Así Jerusalén que es nuestro país, lugar de experiencias de muerte, violencia corrupción y polarización, podrá contar con el testimonio de los nuevos discípulos de Emaús para sus hermanos colombianos: “En verdad ha resucitado el Señor y se ha aparecido a Simón”.

Lo que empezó como éxodo terminó como pascua y lo que empezó con angustia terminó en gozo. Lo que al principio era sólo miedo ahora se convierte en fortaleza como signo de lo que es la fe.
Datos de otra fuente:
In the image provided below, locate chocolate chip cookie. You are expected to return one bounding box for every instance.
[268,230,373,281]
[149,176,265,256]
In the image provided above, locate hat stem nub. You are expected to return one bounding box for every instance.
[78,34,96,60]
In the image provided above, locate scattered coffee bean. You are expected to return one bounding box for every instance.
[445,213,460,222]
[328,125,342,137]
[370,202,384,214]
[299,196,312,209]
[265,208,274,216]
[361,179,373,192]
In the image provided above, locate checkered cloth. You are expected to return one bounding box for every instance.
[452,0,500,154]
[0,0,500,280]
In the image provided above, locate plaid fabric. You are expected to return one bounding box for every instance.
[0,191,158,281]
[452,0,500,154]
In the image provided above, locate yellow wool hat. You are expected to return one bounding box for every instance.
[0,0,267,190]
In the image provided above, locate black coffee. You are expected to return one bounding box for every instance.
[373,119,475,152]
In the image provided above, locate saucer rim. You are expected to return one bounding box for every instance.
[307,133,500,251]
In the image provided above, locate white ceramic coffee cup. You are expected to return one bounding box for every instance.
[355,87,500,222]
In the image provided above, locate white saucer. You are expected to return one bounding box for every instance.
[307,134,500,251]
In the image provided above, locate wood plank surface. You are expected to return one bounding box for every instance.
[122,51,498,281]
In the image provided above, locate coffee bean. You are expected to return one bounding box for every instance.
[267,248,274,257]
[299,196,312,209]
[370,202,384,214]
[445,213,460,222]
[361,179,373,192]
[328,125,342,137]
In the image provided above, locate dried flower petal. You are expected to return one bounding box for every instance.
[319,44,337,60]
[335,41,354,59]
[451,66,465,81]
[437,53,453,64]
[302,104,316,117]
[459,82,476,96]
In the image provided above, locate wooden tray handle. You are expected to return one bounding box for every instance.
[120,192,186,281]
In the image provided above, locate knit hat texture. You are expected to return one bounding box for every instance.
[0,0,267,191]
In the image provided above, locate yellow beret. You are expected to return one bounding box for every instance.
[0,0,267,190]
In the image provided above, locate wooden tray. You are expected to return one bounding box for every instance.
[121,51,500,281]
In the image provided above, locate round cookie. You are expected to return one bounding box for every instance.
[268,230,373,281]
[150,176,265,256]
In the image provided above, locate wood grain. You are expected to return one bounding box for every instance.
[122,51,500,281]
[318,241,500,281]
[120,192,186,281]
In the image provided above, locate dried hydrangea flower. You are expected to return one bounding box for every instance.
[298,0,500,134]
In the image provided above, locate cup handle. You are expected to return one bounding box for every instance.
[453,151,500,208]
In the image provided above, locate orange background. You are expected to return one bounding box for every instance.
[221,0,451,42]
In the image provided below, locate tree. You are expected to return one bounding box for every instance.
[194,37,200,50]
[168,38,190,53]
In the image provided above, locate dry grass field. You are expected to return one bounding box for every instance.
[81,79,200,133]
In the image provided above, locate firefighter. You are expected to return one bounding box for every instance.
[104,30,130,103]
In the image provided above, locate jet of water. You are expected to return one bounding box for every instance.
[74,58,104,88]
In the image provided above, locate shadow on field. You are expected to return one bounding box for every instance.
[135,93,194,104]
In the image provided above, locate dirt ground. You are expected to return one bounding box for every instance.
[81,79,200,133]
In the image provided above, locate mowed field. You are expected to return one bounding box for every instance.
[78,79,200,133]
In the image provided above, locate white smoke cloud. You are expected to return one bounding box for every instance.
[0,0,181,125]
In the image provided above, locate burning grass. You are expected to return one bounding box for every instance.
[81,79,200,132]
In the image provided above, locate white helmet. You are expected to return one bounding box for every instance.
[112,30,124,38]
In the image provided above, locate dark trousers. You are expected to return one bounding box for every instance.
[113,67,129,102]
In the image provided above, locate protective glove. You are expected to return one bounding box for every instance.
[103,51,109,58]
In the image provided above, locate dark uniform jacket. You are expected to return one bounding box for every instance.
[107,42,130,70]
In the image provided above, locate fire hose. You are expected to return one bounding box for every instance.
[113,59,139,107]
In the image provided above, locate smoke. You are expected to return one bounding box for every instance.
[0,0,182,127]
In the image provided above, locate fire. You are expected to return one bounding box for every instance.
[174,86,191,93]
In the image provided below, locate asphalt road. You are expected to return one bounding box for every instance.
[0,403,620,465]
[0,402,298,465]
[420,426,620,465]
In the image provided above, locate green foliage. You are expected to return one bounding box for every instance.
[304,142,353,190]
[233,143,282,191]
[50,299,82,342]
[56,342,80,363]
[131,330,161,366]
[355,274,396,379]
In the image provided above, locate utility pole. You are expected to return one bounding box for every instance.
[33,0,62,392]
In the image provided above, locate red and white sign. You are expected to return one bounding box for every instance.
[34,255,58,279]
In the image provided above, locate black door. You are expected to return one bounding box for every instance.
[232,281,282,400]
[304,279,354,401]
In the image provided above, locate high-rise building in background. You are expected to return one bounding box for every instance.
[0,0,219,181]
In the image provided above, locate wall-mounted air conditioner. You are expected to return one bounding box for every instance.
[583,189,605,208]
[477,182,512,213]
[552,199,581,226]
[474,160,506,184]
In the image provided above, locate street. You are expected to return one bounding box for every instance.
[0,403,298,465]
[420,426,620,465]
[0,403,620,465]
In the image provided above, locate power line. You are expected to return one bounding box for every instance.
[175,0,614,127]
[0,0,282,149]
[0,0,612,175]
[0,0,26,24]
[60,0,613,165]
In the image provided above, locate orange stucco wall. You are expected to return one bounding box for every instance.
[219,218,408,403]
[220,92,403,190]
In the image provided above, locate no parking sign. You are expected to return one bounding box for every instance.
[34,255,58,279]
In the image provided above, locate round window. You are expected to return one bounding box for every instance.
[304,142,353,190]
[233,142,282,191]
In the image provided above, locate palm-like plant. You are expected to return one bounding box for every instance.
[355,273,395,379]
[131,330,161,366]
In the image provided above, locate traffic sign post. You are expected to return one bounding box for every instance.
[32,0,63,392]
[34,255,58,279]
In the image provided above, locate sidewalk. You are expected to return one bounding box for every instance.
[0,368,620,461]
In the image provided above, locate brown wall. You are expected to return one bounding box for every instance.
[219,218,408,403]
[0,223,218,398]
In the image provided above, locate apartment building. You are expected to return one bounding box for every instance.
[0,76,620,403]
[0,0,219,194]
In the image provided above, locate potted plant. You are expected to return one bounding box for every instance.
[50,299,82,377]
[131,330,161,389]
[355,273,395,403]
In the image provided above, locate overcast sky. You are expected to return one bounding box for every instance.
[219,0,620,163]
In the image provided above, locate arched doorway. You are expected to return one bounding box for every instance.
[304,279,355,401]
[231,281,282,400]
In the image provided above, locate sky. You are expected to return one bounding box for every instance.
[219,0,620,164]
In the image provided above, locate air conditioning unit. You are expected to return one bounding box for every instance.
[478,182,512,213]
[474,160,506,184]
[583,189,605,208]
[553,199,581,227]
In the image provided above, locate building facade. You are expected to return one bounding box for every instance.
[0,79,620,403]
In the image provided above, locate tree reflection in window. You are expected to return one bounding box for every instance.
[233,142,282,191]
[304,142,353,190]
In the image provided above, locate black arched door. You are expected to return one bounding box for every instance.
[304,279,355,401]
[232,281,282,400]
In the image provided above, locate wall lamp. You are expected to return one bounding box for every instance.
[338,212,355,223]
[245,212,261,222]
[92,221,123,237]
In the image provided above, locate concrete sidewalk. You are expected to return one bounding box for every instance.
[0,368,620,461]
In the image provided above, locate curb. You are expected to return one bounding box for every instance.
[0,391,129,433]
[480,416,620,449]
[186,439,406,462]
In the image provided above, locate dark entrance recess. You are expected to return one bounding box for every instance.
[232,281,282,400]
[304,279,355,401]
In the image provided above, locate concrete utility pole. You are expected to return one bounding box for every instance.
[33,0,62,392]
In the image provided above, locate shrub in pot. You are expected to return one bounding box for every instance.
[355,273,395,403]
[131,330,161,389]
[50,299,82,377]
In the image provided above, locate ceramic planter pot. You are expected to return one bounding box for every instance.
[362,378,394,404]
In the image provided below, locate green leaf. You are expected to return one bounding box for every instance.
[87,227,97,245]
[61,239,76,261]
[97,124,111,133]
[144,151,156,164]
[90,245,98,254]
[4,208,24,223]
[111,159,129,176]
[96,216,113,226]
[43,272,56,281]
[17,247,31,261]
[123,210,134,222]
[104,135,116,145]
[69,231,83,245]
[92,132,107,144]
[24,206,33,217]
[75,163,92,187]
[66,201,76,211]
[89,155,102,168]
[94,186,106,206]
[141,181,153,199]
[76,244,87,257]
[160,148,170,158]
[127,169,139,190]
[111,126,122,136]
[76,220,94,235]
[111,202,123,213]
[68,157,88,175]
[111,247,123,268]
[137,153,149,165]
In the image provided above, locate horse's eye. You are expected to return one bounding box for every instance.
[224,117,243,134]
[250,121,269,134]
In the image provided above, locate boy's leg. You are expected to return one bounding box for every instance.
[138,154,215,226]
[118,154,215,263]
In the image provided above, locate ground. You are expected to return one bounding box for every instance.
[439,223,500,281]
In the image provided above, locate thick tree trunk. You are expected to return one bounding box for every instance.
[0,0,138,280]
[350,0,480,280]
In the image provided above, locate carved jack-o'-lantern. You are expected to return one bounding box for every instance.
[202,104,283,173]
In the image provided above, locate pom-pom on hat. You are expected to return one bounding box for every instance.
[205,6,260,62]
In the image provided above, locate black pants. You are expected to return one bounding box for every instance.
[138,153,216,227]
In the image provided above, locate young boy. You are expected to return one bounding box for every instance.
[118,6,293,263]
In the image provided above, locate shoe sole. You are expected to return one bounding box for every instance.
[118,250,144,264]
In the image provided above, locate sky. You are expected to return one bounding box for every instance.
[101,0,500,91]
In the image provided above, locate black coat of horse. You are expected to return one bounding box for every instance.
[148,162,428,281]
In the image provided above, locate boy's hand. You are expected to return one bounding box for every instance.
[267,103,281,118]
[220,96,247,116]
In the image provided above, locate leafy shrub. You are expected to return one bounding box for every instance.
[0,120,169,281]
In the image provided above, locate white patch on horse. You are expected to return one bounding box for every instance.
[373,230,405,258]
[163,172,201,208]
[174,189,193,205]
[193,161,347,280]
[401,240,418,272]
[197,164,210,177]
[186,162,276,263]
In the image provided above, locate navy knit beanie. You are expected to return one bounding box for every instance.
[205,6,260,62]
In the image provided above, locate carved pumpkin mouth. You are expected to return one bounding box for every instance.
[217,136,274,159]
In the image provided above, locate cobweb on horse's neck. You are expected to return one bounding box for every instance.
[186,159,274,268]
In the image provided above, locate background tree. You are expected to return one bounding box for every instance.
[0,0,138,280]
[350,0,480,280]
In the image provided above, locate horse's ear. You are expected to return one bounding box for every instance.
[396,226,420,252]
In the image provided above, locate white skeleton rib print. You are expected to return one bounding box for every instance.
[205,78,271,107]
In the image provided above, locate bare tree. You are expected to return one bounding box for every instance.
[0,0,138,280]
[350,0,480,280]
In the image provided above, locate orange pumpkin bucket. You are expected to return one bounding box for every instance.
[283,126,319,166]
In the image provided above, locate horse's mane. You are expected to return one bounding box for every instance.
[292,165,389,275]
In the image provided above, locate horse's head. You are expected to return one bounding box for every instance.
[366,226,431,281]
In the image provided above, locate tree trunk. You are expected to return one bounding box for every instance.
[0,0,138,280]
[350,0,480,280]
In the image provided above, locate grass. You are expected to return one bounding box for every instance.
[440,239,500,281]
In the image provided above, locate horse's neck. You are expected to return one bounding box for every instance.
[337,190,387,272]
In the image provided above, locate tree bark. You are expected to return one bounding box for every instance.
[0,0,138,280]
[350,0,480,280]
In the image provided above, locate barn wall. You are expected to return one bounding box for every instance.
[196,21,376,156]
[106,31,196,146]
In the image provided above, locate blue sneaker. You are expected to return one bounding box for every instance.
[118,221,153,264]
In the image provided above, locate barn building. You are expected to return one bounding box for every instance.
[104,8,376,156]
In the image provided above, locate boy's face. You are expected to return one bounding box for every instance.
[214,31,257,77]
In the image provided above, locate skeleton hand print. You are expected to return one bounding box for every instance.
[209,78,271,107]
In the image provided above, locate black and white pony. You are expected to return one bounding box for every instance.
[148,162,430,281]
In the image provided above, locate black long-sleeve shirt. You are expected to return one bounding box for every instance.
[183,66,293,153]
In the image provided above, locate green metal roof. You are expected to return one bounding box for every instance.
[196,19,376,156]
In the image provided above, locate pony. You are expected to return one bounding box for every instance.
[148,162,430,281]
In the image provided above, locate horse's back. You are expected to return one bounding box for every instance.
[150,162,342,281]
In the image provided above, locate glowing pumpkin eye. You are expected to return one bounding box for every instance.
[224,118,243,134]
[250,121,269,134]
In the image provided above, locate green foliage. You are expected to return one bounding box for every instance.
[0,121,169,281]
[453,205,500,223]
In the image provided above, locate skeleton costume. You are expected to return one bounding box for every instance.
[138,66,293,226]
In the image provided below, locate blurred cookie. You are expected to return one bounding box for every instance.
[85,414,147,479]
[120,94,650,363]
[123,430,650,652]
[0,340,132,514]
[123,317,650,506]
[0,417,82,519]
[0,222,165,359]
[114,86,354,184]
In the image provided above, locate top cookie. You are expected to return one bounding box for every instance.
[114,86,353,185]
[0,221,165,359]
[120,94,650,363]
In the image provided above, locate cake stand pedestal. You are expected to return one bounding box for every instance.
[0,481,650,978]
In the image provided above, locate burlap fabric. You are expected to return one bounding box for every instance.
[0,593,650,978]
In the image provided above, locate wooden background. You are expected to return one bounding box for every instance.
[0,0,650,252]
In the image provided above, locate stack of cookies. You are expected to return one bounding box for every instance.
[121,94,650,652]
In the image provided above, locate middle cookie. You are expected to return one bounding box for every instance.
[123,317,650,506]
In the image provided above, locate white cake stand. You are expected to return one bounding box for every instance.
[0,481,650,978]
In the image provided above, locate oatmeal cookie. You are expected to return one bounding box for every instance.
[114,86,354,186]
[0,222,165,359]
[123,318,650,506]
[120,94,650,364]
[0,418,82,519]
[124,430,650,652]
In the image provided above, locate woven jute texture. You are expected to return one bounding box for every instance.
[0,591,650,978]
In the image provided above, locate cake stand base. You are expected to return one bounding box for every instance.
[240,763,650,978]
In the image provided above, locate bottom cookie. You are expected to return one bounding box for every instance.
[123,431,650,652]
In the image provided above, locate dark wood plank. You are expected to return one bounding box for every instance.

Esa también puede ser nuestra historia si media la fe en la cruz y resurrección del Señor.

Jerusalén que es el signo de nuestras experiencias de muerte y violencia podrá contar, desde ahora, con el testimonio que vence todo miedo:” En verdad ha resucitado el Señor y se ha aparecido a Simón”.

La fe es contar lo que Dios ha hecho con nosotros para hacerlo creíble a otros: “ellos contaron lo que les había pasado por el camino y como lo habían reconocido al partir el pan”.

Ahora todo parece nuevo, comienzan a interesarse, a tomar gusto a las Escrituras; Bendijo el pan como lo hacía Él; y los gestos no engañan. Era Él, hace las cosas tal como las hacía Él. Ahora pueden y quieren volver a la comunidad de la que se habían alejado.

La explicación de las Escrituras es una liturgia de la Palabra; el quédate con nosotros es una ofrenda; el partir el pan, una eucaristía y el volver, no es otra cosa que el envío.

Dicho envío hace de la vida cristiana una peregrinación cuya meta es el cielo. Así se presentó la muerte de Juan Pablo II, un retorno a la casa del Dios-Padre, después de una misión que lo hizo “Grande”.